One interesting observation about these results is that the most relevant articles are almost surely already linked. The recommendations are articles not already linked, and tend to relate to the topic of linked articles, not to the article itself.

Ulysses_S._Grant
  • Ulysses_S._Grant (0.94508547)
  • United_States_House_of_Representatives (0.9362344)
  • New_York's_Meatpacking_District (0.9140202)
  • Democratic_Party_(United_States) (0.90036565)
  • Speaker_of_the_United_States_House _of_Representatives (0.8991539)

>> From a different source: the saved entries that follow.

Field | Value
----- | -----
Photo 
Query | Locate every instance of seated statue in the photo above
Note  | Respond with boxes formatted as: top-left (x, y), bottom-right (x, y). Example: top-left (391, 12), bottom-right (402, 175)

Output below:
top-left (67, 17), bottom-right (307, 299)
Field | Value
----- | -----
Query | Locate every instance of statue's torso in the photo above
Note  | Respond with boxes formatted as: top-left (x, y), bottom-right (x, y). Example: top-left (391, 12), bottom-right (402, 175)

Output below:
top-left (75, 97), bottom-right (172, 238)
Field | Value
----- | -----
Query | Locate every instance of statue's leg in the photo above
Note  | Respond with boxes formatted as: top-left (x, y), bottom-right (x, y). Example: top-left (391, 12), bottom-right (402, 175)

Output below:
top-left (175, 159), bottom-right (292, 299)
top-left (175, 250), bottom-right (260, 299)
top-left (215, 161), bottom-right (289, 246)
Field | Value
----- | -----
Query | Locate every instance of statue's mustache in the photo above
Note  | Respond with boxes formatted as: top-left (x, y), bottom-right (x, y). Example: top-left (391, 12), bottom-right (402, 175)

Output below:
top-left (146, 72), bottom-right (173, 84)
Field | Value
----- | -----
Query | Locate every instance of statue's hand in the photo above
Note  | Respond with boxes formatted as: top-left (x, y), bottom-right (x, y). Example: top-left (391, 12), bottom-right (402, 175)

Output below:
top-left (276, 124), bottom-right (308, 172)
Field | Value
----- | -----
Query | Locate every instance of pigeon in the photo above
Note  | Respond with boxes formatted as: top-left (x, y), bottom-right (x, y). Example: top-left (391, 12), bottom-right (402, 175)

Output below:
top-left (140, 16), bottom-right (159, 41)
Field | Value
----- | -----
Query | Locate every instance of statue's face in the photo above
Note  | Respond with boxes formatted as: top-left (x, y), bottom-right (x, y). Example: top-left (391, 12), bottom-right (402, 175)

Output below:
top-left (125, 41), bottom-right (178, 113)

Ulysses S. Grant was the 18th US president. Not surprisingly, the article itself appears as a top recommendation; it's not linked to itself! The House of Representatives and an article on its leadership role are found in the top likely linked pages. These seem broadly relevant, but, Grant was never a representative. Grant was a Republican; the Democratic party appears here too as relevant to a US president but not directly applicable to Grant; the Republican party page is of course already linked. All are closely related to the subject of Grant, though none have directly described Grant's career. The link to New York's meatpacking district is less clear; Grant did live in New York.

History_of_Indonesia
  • Bahá'í_Faith_by_continent (0.6337122)
  • South_Asia (0.5999026)
  • Bhutan (0.59951043)
  • Laos (0.5987551)
  • Maldives (0.5853035)

The Maldives seem relevant, being another Islamic island nation. South Asia is of course relevant given Indonesia's location. Laos is another nation is Southeast Asia; not already linked perhaps because of direct relevance to Indonesia's history, but, nevertheless another nation mentioned alongside countries that are; similarly for Bhutan. The link to the Bahá'í religion is interesting because, while it has only a small following, it is notably allowed in Indonesia even though its dominant religion is Islam.

Eurovision_Song_Contest
  • Austria (0.7137562)
  • Greece (0.6876324)
  • Hungary (0.6846089)
  • Ukraine (0.67851347)
  • Soviet Union (0.65409476)

The Eurovision Song Contest is a pop music competition featuring acts from many European countries, and a source of political controversy and national pride. Not surprisingly, recommendations are European countries, but those less related to the contest's history; indeed most of the existing links on the page are to European countries with most wins and participation. The recommendation list includes countries that didn't participate or win (Hungary, Soviet Union), or have won only once.

Justinian_I
  • Roman_Republic (0.9625839)
  • Roman_Emperor (0.86358315)
  • Alexander_the_Great (0.84353495)
  • Justinian_I (0.8303596)
  • Julius_Caesar (0.8261316)

Justinian was a 6th-century emperor of the Eastern Roman Empire, or Byzantine Empire, at a time when the Western Roman Empire declined significantly. "Roman Emperor" is not linked directly perhaps because this refers typically to Western Roman emperors. It is not surprising to see him linked to another (Western Roman) emperor, and the Roman Republic. Both of these are famous and obviously related but predated Justinian and were not directly relevant to his life. Alexander the Great is another famous figure of antiquity, although also predated Justinian by centuries and so has little direct relation to his reign. Again, the page itself appears as a top link.